[SageX3 on-prem RestAPI Integration - query contract schema]

I guess it is the request url doesn't allow CORS request.

Because in normal web access, it works, but failed when you try to send the request by postman or other tools. 

[SageX3 on-prem RestAPI Integration - query contract schema]

Have you fixed it? 

It seems I have the same problem with you.

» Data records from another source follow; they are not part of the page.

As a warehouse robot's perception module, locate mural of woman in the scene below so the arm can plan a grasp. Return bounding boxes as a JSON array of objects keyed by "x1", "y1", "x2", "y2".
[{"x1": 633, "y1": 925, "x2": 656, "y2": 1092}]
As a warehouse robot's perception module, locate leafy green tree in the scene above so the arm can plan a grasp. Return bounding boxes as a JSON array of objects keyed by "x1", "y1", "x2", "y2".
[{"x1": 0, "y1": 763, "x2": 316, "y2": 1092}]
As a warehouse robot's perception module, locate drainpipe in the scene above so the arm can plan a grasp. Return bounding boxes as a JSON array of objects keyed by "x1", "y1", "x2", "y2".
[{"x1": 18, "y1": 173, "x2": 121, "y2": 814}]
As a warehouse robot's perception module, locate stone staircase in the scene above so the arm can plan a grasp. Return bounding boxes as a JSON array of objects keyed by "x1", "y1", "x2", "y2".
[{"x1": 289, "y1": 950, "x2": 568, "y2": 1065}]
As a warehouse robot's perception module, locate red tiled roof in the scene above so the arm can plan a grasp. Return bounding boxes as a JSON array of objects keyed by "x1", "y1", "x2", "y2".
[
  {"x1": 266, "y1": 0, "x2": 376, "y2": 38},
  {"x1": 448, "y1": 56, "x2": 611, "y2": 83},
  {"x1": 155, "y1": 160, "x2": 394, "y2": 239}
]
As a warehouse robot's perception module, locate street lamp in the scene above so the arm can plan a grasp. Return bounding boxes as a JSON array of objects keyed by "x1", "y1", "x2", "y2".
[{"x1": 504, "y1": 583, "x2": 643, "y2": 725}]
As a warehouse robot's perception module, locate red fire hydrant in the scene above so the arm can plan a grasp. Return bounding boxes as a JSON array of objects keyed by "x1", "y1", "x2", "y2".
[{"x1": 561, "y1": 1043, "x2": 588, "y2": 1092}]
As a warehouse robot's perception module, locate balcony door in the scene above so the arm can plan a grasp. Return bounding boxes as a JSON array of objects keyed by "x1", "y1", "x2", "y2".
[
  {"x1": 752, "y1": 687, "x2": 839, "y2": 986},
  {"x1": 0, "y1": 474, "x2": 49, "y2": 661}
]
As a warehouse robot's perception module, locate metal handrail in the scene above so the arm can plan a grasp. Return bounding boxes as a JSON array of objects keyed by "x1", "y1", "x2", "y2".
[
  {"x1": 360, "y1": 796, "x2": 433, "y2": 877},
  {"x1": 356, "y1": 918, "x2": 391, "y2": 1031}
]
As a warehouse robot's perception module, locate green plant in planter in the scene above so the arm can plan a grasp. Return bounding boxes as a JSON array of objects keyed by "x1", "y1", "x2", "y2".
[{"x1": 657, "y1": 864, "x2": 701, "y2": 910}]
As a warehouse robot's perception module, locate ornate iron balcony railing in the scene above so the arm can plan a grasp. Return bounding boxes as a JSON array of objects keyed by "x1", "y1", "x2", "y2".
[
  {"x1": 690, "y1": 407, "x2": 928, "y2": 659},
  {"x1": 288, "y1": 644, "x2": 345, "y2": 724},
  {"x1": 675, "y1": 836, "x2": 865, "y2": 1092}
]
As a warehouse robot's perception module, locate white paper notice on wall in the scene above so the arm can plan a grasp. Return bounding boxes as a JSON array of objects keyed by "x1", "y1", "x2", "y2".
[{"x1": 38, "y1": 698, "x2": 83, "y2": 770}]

if the url have $xxx, it return BAD REQUEST, and forbidden info:

{"$diagnoses":[{"$severity":"error","$message":"Forbidden [x-9c41b01b73bb 2021-06-17T01:46:09.035Z]","$stackTrace":"Forbidden [x-9c41b01b73bb 2021-06-17T01:46:09.035Z]"}]}

[Forbidden post request]

when I send an post request in postman:

url: https://srvsyr01/api1/syracuse/collaboration/syracuse/userProfiles/$template/$workingCopies

or https://srvsyr01/trans/x3/erp/EXPLOIT/$sessions

I get the resuslt:

{"$diagnoses":[{"$severity":"error","$message":"Forbidden [x-9c41b01b73bb 2021-06-17T01:46:09.035Z]","$stackTrace":"Forbidden [x-9c41b01b73bb 2021-06-17T01:46:09.035Z]"}]}

}

How could I get the normal request result?